Peaches‘ Auftritt bildete (ebenfalls auf der Hangar 4 Bühne), den vorgezogenen Abschluss des Samstag Abends. Trotz des geänderten Ablaufplans drängte es sich um zehn Uhr erwartungsfroh vor der Bühne. Der Aufbau dauerte seine Zeit, denn schließlich sollte es, wie Peaches später selbst verkündete, eine „Special Show“ werden. „Peaches Laser Show“ hieß es in der Ankündigung, und wer glaubt, dass Lasershows etwas Peinliches sind, das man höchstens noch in provinziellen Multiplex Kinos zu sehen bekommt, dem sei versichert: Peaches wäre nicht Peaches, wenn bei ihr nicht alles einen Schritt weiter gehen würde.
Es war eine klassische Peaches Show im positivsten Sinne. Krachiger Elektro-Gitarrensound und schräge Kostüme, dazu die Laser, die an den Sound der Instrumente gekoppelt waren oder von Peaches selbst im Rhythmus per Fernbedienung gesteuert wurden. Nackte Tatsachen durften natürlich auch nicht fehlen und zwar bei „Showstopper“, der einzigen Nummer, bei der die Laser ausgeschaltet bleiben. Trotz abgedeckter primärer Geschlechtsorgane lohnte es sich doch etwas genauer hinzusehen, denn es gab eindeutig eine Menge davon. Alte und neue Hits wurden im bekannten Gewand präsentiert, aber wer Peaches gesehen hat, wie sie im Flatterhemd mit leuchtender Vagina „I Feel Cream“ singt, der fragt sich schon ein wenig, wer eigentlich Lady Gaga ist.

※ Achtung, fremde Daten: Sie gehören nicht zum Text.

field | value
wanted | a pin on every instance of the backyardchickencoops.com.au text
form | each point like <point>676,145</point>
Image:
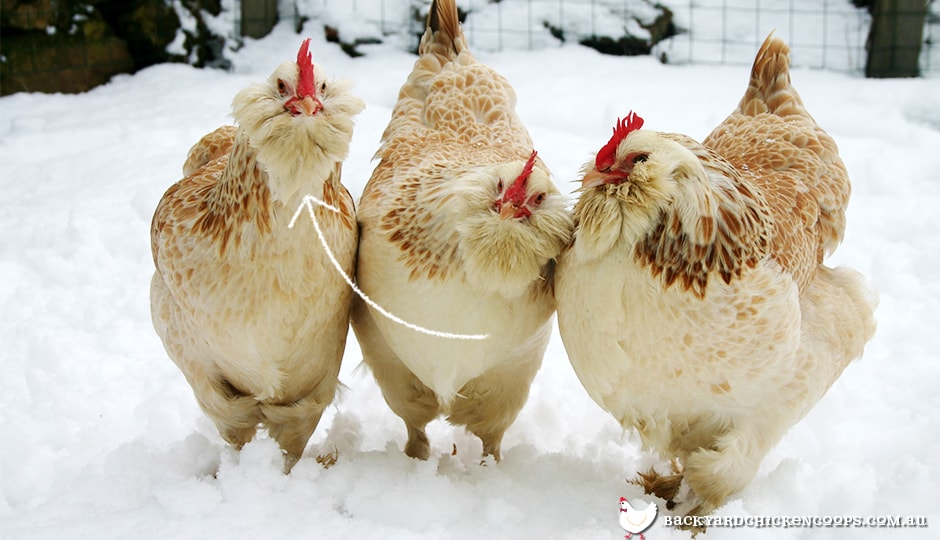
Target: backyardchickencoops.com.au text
<point>786,522</point>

Schade, dass es Schwierigkeiten mit dem Ton gab, wir hätten ihre Stimme gerne etwas deutlicher gehört. Trotzdem bewiesen Peaches und Gonzales mit ihren Auftritten mal wieder, dass sie das Showtalent (und die Musikalität) mit Löffeln gefressen haben. Mit Suppenkellen, um genauer zu sein.